There's nothing like an incoming Democratic administration to stiffen the spines of Republican senators, is there? It's like partisan Viagra or something, I tells ya. The latest on the auto bailout:
A bailout-weary Congress killed a $14 billion package to aid struggling U.S. automakers Thursday night after a partisan dispute over union wage cuts derailed a last-ditch effort to revive the emergency aid before year's end.
Republicans, breaking sharply with President George W. Bush as his term draws to a close, refused to back federal aid for Detroit's beleaguered Big Three without a guarantee that the United Auto Workers would agree by the end of next year to wage cuts to bring their pay into line with U.S. plants of Japanese carmakers. The UAW refused to do so before its current contract with the automakers expires in 2011.

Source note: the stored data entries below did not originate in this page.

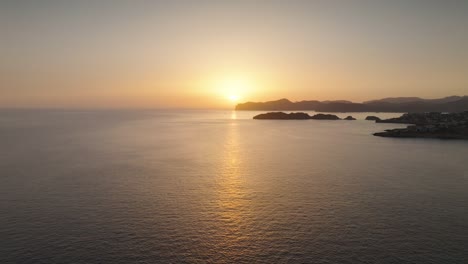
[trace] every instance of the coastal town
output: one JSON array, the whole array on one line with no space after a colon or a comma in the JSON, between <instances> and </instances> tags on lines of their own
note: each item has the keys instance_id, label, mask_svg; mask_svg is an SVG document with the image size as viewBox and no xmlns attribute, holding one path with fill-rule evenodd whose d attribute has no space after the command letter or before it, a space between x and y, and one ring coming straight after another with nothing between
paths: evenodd
<instances>
[{"instance_id":1,"label":"coastal town","mask_svg":"<svg viewBox=\"0 0 468 264\"><path fill-rule=\"evenodd\" d=\"M388 129L384 132L374 133L374 136L468 139L468 111L459 113L407 113L397 118L377 119L375 122L409 124L409 126Z\"/></svg>"}]
</instances>

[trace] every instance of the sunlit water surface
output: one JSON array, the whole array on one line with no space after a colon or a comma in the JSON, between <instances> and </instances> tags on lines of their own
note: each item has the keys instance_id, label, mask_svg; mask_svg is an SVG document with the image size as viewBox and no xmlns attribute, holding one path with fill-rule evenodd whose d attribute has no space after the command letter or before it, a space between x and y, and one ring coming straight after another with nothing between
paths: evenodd
<instances>
[{"instance_id":1,"label":"sunlit water surface","mask_svg":"<svg viewBox=\"0 0 468 264\"><path fill-rule=\"evenodd\" d=\"M0 263L468 263L468 142L255 114L2 110Z\"/></svg>"}]
</instances>

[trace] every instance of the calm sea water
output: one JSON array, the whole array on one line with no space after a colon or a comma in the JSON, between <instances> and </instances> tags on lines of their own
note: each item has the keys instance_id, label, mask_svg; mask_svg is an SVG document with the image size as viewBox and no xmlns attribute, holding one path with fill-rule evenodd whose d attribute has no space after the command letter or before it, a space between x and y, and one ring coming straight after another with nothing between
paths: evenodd
<instances>
[{"instance_id":1,"label":"calm sea water","mask_svg":"<svg viewBox=\"0 0 468 264\"><path fill-rule=\"evenodd\" d=\"M0 111L0 263L468 263L467 141L255 114Z\"/></svg>"}]
</instances>

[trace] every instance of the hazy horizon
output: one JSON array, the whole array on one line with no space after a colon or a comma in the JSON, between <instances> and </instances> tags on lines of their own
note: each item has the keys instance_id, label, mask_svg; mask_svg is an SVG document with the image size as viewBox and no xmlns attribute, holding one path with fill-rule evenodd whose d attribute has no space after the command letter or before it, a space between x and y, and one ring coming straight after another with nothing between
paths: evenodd
<instances>
[{"instance_id":1,"label":"hazy horizon","mask_svg":"<svg viewBox=\"0 0 468 264\"><path fill-rule=\"evenodd\" d=\"M468 2L2 1L0 108L468 95Z\"/></svg>"},{"instance_id":2,"label":"hazy horizon","mask_svg":"<svg viewBox=\"0 0 468 264\"><path fill-rule=\"evenodd\" d=\"M381 99L392 99L392 98L420 98L423 100L431 100L431 99L442 99L442 98L448 98L448 97L453 97L453 96L458 96L458 97L467 97L468 95L449 95L449 96L443 96L443 97L435 97L435 98L422 98L418 96L405 96L405 97L385 97L385 98L374 98L370 100L365 100L365 101L351 101L352 103L365 103L366 101L373 101L373 100L381 100ZM269 102L269 101L278 101L286 99L289 100L293 103L295 102L301 102L301 101L316 101L315 99L299 99L299 100L291 100L286 97L281 97L281 98L276 98L272 100L267 100L267 101L256 101L256 100L250 100L250 101L239 101L236 102L232 105L229 106L218 106L218 107L184 107L184 106L108 106L108 105L95 105L95 106L5 106L2 107L0 106L0 110L34 110L34 109L39 109L39 110L235 110L235 107L237 104L243 104L243 103L261 103L261 102ZM326 102L326 101L350 101L347 99L334 99L334 100L317 100L321 102ZM259 110L261 111L261 110ZM352 112L352 111L351 111Z\"/></svg>"}]
</instances>

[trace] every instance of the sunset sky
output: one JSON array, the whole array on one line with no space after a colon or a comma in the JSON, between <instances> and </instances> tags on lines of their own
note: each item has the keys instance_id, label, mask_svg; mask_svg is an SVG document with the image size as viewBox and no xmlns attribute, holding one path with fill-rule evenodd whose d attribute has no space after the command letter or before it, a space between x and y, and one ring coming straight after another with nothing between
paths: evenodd
<instances>
[{"instance_id":1,"label":"sunset sky","mask_svg":"<svg viewBox=\"0 0 468 264\"><path fill-rule=\"evenodd\" d=\"M468 1L1 1L0 107L468 95Z\"/></svg>"}]
</instances>

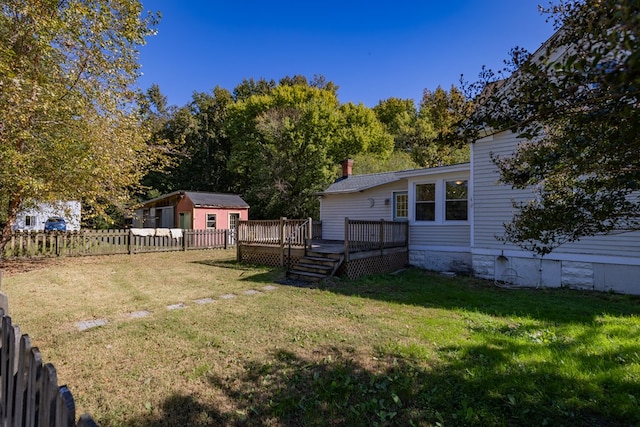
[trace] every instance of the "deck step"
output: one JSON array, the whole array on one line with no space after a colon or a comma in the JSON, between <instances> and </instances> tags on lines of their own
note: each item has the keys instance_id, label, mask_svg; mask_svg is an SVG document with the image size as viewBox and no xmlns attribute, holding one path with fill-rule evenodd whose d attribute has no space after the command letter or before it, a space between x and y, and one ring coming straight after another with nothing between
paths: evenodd
<instances>
[{"instance_id":1,"label":"deck step","mask_svg":"<svg viewBox=\"0 0 640 427\"><path fill-rule=\"evenodd\" d=\"M338 253L329 253L329 252L317 252L317 251L307 251L307 257L312 257L312 258L323 258L323 259L335 259L335 260L339 260L340 257L342 257L342 254L338 254Z\"/></svg>"},{"instance_id":2,"label":"deck step","mask_svg":"<svg viewBox=\"0 0 640 427\"><path fill-rule=\"evenodd\" d=\"M311 273L309 271L301 270L289 270L289 277L297 280L304 280L306 282L319 282L322 279L326 279L326 274Z\"/></svg>"},{"instance_id":3,"label":"deck step","mask_svg":"<svg viewBox=\"0 0 640 427\"><path fill-rule=\"evenodd\" d=\"M310 273L328 274L333 270L333 266L324 264L306 264L299 262L294 267L296 270L308 271Z\"/></svg>"},{"instance_id":4,"label":"deck step","mask_svg":"<svg viewBox=\"0 0 640 427\"><path fill-rule=\"evenodd\" d=\"M309 251L287 272L287 276L307 282L319 282L336 272L343 260L342 254Z\"/></svg>"}]
</instances>

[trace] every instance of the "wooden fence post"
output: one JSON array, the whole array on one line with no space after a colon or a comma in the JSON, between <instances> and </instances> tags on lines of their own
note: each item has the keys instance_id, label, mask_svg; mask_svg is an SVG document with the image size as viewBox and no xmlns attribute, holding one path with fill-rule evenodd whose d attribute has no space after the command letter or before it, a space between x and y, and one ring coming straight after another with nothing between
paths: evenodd
<instances>
[{"instance_id":1,"label":"wooden fence post","mask_svg":"<svg viewBox=\"0 0 640 427\"><path fill-rule=\"evenodd\" d=\"M0 270L0 289L2 289L2 270ZM4 292L0 292L0 309L6 316L9 315L9 297Z\"/></svg>"},{"instance_id":2,"label":"wooden fence post","mask_svg":"<svg viewBox=\"0 0 640 427\"><path fill-rule=\"evenodd\" d=\"M344 218L344 262L349 262L349 218Z\"/></svg>"},{"instance_id":3,"label":"wooden fence post","mask_svg":"<svg viewBox=\"0 0 640 427\"><path fill-rule=\"evenodd\" d=\"M384 255L384 219L380 220L380 255Z\"/></svg>"}]
</instances>

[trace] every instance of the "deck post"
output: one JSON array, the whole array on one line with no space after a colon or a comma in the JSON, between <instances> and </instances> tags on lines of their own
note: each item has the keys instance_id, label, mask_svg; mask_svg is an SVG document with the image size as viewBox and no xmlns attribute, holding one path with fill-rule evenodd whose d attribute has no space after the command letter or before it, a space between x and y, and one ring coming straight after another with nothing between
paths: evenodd
<instances>
[{"instance_id":1,"label":"deck post","mask_svg":"<svg viewBox=\"0 0 640 427\"><path fill-rule=\"evenodd\" d=\"M309 250L311 250L311 240L313 240L313 219L309 217L309 224L307 225L307 237L309 238Z\"/></svg>"},{"instance_id":2,"label":"deck post","mask_svg":"<svg viewBox=\"0 0 640 427\"><path fill-rule=\"evenodd\" d=\"M384 255L384 219L380 220L380 255Z\"/></svg>"},{"instance_id":3,"label":"deck post","mask_svg":"<svg viewBox=\"0 0 640 427\"><path fill-rule=\"evenodd\" d=\"M349 262L349 218L344 217L344 262Z\"/></svg>"},{"instance_id":4,"label":"deck post","mask_svg":"<svg viewBox=\"0 0 640 427\"><path fill-rule=\"evenodd\" d=\"M404 245L409 247L409 222L404 222Z\"/></svg>"},{"instance_id":5,"label":"deck post","mask_svg":"<svg viewBox=\"0 0 640 427\"><path fill-rule=\"evenodd\" d=\"M280 267L284 267L284 232L285 224L287 223L287 217L280 217Z\"/></svg>"}]
</instances>

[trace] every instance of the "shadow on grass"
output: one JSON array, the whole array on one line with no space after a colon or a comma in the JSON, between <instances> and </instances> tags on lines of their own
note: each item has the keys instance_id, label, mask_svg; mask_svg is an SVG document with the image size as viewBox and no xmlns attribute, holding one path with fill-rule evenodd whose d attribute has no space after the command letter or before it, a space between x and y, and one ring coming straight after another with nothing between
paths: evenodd
<instances>
[{"instance_id":1,"label":"shadow on grass","mask_svg":"<svg viewBox=\"0 0 640 427\"><path fill-rule=\"evenodd\" d=\"M194 264L206 265L209 267L225 268L230 270L241 271L239 280L256 282L256 283L271 283L274 280L282 276L282 272L279 269L272 267L265 267L260 265L240 263L235 260L226 261L193 261Z\"/></svg>"},{"instance_id":2,"label":"shadow on grass","mask_svg":"<svg viewBox=\"0 0 640 427\"><path fill-rule=\"evenodd\" d=\"M222 403L188 395L166 399L160 415L131 426L571 425L631 426L631 399L606 401L606 384L567 380L559 370L506 364L495 343L470 346L427 367L387 358L357 362L335 348L313 359L275 351L238 376L209 375ZM445 349L445 351L447 351ZM505 369L506 366L506 369ZM482 375L479 375L482 373ZM623 384L637 393L639 385ZM601 389L599 387L602 387Z\"/></svg>"},{"instance_id":3,"label":"shadow on grass","mask_svg":"<svg viewBox=\"0 0 640 427\"><path fill-rule=\"evenodd\" d=\"M590 323L598 316L635 316L640 297L571 289L502 289L488 280L449 278L417 268L401 274L338 280L325 290L385 302L480 312L493 316L523 316L564 323Z\"/></svg>"}]
</instances>

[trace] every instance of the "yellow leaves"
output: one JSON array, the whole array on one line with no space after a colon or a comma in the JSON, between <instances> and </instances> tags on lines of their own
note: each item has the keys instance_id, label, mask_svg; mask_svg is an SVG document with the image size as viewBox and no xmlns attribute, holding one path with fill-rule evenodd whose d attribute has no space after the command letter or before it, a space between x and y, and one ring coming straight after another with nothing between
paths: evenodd
<instances>
[{"instance_id":1,"label":"yellow leaves","mask_svg":"<svg viewBox=\"0 0 640 427\"><path fill-rule=\"evenodd\" d=\"M16 1L0 9L0 198L118 198L148 163L131 113L137 0ZM9 31L9 30L6 30ZM12 30L13 31L13 30Z\"/></svg>"}]
</instances>

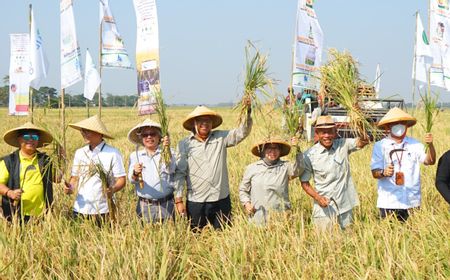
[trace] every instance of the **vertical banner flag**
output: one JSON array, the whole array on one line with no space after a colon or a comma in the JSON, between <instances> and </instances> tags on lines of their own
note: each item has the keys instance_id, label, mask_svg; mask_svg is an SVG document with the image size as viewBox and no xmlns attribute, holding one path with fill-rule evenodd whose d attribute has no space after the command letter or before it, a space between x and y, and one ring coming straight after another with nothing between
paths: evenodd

The breakdown left the fate of the auto industry—and the 3 million jobs it touches—in limbo at a time of growing economic turmoil. General Motors Corp. and Chrysler LLC have said they could be weeks from collapse. Ford Motor Co. says it does not need federal help now, but its survival is far from certain.
Btw, isn't it time they update the number of jobs the auto industry "touches" to every job in America, since at some level everyone is auto-dependent? And by the same calculation, is any industry more vital to American security than the dry-cleaning industry?
I'm glad to to see the auto bailout go down for this round (though I wish the same had happened to the financial services bailout in the version that passed). However, I find it troubling that Republicans are also interested in dictating terms to any business (the story says they would have passed it if they figured the deal would break the unions more than the passage of time already has). That just isn't Congress' job and it's been part of the problem in the U.S. for at least 80 or so years. The federal government has intervened in labor markets for decades in major ways, rigging the negotiations for labor or management (two terms that increasingly fail to reflect current workplace conditions anyway) depending on the moment.
Something to consider: The United Autoworkers did negotiate a very different deal with Ford, GM, and Chrysler last year, a deal that basically brings labor costs for new employees into line with industry averages (averages, I rush to point out, that are being in other parts of America to American workers; one problem with this whole discussion is that it's premised on the notion that there are "domestic" and "foreign" car companies). The Big 2.5's problem is that it needs to jettison the more expensive workers, and quickly, to have a future.
To be honest, I'm as worried at the idea of Congress dictating labor terms for industry as I am about them simply throwing gobs of money at failing companies. None of it is good and the discussion needs to proceed along very different principles, I think. Which is to say that, if government is going to be handing out bailouts (never a good idea), they should be done at the individual level rather than at the corporate or industry level.
Look for the next round of negotiations on an auto bailout to center on how to offload pension and health care costs on to U.S. taxpayers. Oldsmobile and Plymouth may be a thing of the past, but guess who is going to be for the retirements and oxygen machines of the folks who built those behemoths? To paraphrase Mick Jagger, it is you and me.